What not to do when growing peppermint

Peppermints (the mint family) originate from the Mediterranean regions. While all mints belong to the same family, they also include oregano, sage and marjoram. All except these herbs can be grown in your garden beds without fear of taking over. The peppermint plant is a hardy perennial. The flowers are usually in pinks, white and blues. Peppermints are usually used in culinary and are often found in desserts or herbal teas. The leaves can be crushed to excrete their oil to make as flavoring or in perfume essences. You can grow peppermint from seeds collected as the flowers dry. These can be sown in a seed-raising mix in late inter and early spring. You can plant this plant in a container when the plants are about 10cm tall. Other propagates for peppermint is by root cuttings that are much easier. What you can do is cut it leaving a small root ball attached and repot into a smaller container. Mint could be by far the most invasive herbs you could ever plant. Either it is peppermint, chocolate mint, common mint, apple mint or ginger mint or any other derivative you can think of. You will say that your peppermint bush is ok when they seduce you into finding a spare rod of soil and reward you almost immediately with lush green leaves and a bushy habit. To tell you the truth, it is not ok. There is more sinister plot in hand that was unleashed the moment you introduced your peppermint into the garden bed. It\’s a plan bent on control and evil. What the peppermint and any other variety want is actually to control of your garden. They want it all. Growing peppermint is all about the rules. Break the rules and they will reward you with the consequences. If you adhere to them, you will be awarded year after year with a bounty bordering of peppermint.

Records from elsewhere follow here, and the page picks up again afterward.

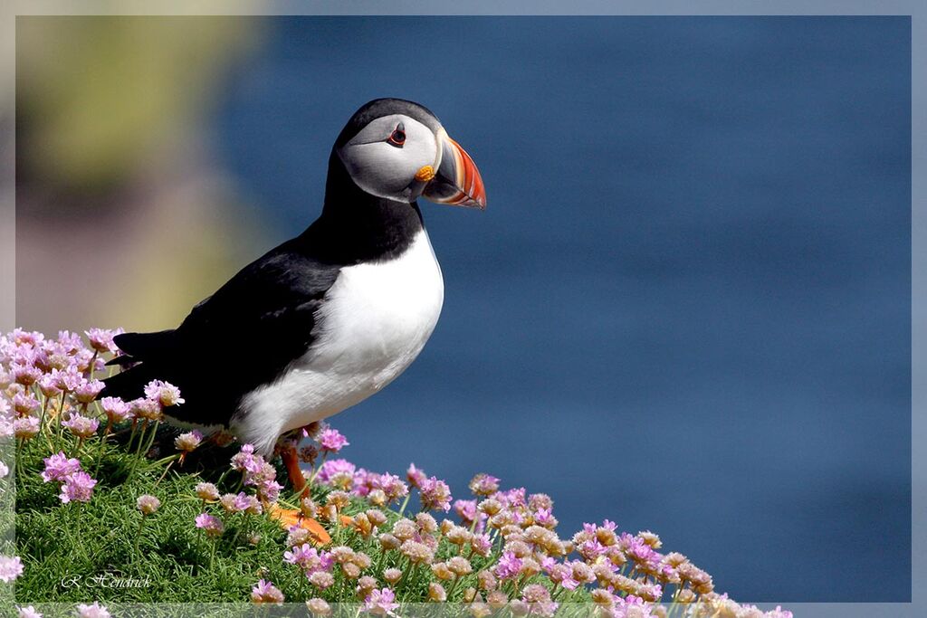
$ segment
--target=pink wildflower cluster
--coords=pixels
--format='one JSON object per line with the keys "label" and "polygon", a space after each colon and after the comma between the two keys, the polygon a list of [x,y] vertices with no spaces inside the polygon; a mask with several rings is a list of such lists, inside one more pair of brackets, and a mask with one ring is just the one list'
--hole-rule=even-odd
{"label": "pink wildflower cluster", "polygon": [[57,481],[61,484],[61,493],[58,498],[61,502],[89,502],[96,486],[96,480],[85,473],[79,460],[70,458],[63,452],[46,457],[44,461],[45,468],[42,472],[42,480],[45,483]]}
{"label": "pink wildflower cluster", "polygon": [[258,498],[265,502],[276,502],[283,486],[277,483],[277,471],[255,454],[254,445],[245,444],[232,458],[232,467],[242,473],[246,486],[253,486]]}
{"label": "pink wildflower cluster", "polygon": [[[320,612],[326,601],[351,600],[343,586],[335,586],[347,578],[356,582],[353,600],[379,614],[398,608],[398,590],[426,589],[428,600],[464,601],[477,617],[504,606],[514,615],[547,617],[562,602],[591,600],[613,618],[664,616],[660,603],[667,601],[685,604],[692,616],[791,618],[781,610],[754,613],[758,611],[749,606],[730,614],[697,613],[721,604],[727,612],[733,601],[717,595],[711,576],[685,556],[662,553],[657,535],[621,532],[605,520],[562,538],[549,496],[501,489],[489,474],[476,475],[469,484],[473,498],[456,501],[446,483],[414,464],[406,473],[408,485],[344,459],[324,460],[314,477],[329,491],[323,504],[304,500],[303,512],[330,529],[348,525],[355,535],[349,538],[357,540],[323,549],[311,545],[306,530],[290,529],[284,561],[303,571],[317,595],[310,603]],[[422,504],[414,517],[403,516],[410,486]],[[362,498],[363,506],[358,509],[350,496]],[[400,498],[398,513],[390,512]],[[456,523],[438,522],[429,512],[451,508]],[[351,510],[353,515],[346,515]],[[368,556],[371,541],[375,551]]]}
{"label": "pink wildflower cluster", "polygon": [[[76,452],[97,435],[103,422],[103,440],[114,425],[127,421],[141,420],[144,435],[149,422],[161,419],[164,408],[184,403],[176,386],[159,380],[149,383],[138,399],[97,401],[104,384],[95,375],[107,355],[118,354],[113,337],[121,332],[91,329],[85,332],[89,345],[70,331],[50,338],[17,329],[0,337],[0,437],[15,435],[25,442],[44,434],[53,448],[61,449],[63,435],[70,435]],[[80,480],[75,489],[83,494]]]}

Here are some of the \’don\’ts\’ that you should follow when growing the peppermints:

  • Never grow peppermint in a pot. Peppermint dislikes being confined and would much rather be out playing with the other plants.
  • Give peppermint lots of shade, in fact, the more shade the happier your plant will be.
  • Never repot peppermint, as it will be just as vigorous as the previous year, at the end of its growing season.
  • Peppermint thrives in drought areas and will wither and die if it\’s given too much water. So keep the watering to a minimum.
  • If you do exactly the opposite, you will find that the peppermint and any other mint will thrive in your garden. Just never plant it in your garden beds without serious barrier to contain it.